The latest RP value I went with was Glen Perkins (13), Will Smith (18) and Jason Grilli (23)
You can find this framework depicted in the last tab within the embedded file, titled “Prebuilt Roster.” You might have to click on the “…” tab toward the bottom right of the file.
Posey/Schwarber, Norris, Kang, Escobar, Peralta/Walker, Ortiz and Hanley left us with an uber good framework of counting stats. Now I can draft two aces in rounds 3-6 and another one or two in rounds 10-11 while having four slots to draft the best possible early value. I’m thinking Rizzo/Miggy in round one; two of Felix/Carrasco/Kluber in rounds 3-4 and 20/20 options in rounds 5-6 (Kemp/Puig/Ellsbury/Polanco) or power (Fielder/Freeman/Agone/Pujols) if you went with a balanced combo in round one over Rizzo/Miggy.
Watcha think? I fart in position scarcity’s general direction.
Daniel Schwartz contributes for RotoGraphs when he's not selling industry leading thermal packaging. You can follow him on twitter @RotoBanter
curious what you think about aggregating projection systems/rankings then using a Gaussian mixture model to spit out tiers?
kind of the best of both worlds, I don’t think you can dismiss the idea that top tier talent is scarcer at some positions more than others, but establishing some nuances to that (tiers) instead of just rolling with a black/white hypothesis of scarce/not scarce is the way to go, in my opinion.

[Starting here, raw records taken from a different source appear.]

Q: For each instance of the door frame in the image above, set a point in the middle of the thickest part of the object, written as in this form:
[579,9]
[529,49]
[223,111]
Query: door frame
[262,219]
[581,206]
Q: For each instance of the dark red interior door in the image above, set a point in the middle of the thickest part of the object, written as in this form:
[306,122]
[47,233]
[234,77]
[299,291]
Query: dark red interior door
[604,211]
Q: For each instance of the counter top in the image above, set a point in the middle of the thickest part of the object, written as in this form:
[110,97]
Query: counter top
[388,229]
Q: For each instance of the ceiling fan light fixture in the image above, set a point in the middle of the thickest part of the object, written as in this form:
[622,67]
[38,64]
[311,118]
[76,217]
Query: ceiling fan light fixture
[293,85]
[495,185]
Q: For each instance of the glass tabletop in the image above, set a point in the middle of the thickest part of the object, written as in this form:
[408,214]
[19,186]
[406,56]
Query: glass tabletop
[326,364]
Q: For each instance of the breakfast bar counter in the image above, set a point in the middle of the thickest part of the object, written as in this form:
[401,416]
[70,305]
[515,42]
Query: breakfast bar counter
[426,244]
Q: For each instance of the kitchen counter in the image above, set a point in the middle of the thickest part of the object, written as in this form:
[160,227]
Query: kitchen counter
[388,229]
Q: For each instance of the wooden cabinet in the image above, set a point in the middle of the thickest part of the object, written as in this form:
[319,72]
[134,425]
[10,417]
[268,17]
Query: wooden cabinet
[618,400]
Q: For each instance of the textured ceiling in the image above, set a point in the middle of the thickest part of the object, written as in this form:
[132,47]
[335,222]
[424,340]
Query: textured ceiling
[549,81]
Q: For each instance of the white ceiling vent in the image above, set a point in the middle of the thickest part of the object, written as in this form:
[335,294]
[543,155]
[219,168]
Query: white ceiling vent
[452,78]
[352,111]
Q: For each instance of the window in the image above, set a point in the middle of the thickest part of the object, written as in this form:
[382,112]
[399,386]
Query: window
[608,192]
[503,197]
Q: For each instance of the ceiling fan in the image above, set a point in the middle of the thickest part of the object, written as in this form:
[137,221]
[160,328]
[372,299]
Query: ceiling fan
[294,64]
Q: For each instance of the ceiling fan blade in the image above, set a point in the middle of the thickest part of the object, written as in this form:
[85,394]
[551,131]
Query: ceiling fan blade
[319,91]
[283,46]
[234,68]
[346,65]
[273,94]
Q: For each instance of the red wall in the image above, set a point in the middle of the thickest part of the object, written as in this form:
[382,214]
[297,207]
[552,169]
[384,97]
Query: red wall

I’m not googling Gaussian mixture 😉
I have used tiers in the past — when to draft a guy if he’s the best left in his tier or well beyond the next tier for example, however, I like this approach… It allows you to think less about position scarcity and simply go with the best possible value.
You can sort anytime for best possible value left within a position and where you can draft them.